Not withstanding extenuating circumstances, the County’s debt capacity will be maintained within the following generally accepted benchmarks:
Direct debt per capita shall remain below four hundred dollars($400.00). Direct debt includes general obligations and governmental fund bond debt
Direct debt per capita as a percentage of income per capita should not exceed 2%.
Direct debt as a percentage of the final assessment value of taxable property as provided by the Office of the Property Appraiser shall not exceed 1%.
The ratio of direct debt service expenditures as a percentage of general governmental expenditures will not exceed 10%. General governmental expenditures are considered General Fund expenditures, Fine and Forfeitures Fund expenditures plus transfers to the Constitutional Officers, the Airport, the Port and all transfers to Internal Service Funds.
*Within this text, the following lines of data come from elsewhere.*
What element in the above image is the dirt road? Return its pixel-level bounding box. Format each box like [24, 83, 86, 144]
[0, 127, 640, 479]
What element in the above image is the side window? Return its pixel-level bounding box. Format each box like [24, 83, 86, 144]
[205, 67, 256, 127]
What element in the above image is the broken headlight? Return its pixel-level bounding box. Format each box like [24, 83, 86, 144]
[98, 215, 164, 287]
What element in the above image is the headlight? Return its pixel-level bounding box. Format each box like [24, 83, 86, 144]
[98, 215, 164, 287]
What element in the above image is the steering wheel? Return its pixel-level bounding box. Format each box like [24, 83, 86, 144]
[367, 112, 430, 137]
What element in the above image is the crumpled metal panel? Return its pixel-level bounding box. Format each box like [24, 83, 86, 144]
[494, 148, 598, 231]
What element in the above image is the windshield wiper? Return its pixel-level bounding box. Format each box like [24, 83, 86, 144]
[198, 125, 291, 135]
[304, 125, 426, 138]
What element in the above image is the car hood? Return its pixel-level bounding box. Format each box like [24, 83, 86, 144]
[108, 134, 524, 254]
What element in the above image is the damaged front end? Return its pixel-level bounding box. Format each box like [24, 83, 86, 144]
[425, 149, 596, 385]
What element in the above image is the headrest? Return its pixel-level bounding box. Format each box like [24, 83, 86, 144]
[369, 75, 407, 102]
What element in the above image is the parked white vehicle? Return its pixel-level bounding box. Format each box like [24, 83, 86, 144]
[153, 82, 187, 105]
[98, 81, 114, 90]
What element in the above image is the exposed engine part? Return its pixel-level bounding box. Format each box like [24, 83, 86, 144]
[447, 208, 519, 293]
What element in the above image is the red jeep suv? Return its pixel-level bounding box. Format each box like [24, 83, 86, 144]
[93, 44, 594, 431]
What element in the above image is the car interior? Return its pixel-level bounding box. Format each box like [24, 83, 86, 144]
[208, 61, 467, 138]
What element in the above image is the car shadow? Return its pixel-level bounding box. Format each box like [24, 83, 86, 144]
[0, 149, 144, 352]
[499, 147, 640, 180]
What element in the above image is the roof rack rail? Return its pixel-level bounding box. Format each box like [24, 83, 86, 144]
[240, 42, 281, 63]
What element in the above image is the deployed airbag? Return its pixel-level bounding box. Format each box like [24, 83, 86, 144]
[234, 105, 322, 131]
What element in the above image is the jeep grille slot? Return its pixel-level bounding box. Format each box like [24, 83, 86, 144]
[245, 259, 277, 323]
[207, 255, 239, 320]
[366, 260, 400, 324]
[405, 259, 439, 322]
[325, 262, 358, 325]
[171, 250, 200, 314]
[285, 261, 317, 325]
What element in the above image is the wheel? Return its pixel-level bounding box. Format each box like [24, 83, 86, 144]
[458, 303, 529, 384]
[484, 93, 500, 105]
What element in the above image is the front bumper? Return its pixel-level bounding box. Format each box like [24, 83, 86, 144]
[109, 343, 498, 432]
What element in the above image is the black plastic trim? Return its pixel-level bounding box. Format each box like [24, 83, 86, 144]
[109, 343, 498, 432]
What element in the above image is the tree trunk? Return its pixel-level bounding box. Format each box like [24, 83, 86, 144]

The County strives to maintain a minimum underlying bond rating equivalent to ‘Upper Medium Grade’ (Moody Rating Service A or Standard & Poor’s A). The County shall request an evaluation of their underlying rating every five years or as deemed necessary by the Board.
The County shall strive to keep the average maturity of general obligation bonds at or below fifteen (15) years.
When financing capital projects or equipment by issuing bonds, the County will amortize the debt over a term not to exceed the useful life of the project or piece of equipment.
Each year the County will review its outstanding debt for the purpose of determining the feasibility of refunding an issue.
To the maximum extent possible, the County will use special assessment (i.e. Municipal Services Benefit Unit) or self‐supporting bonds (i.e. Revenue Bonds) in lieu of general obligation bonds so that those benefiting from the improvements will absorb all or part of the project costs.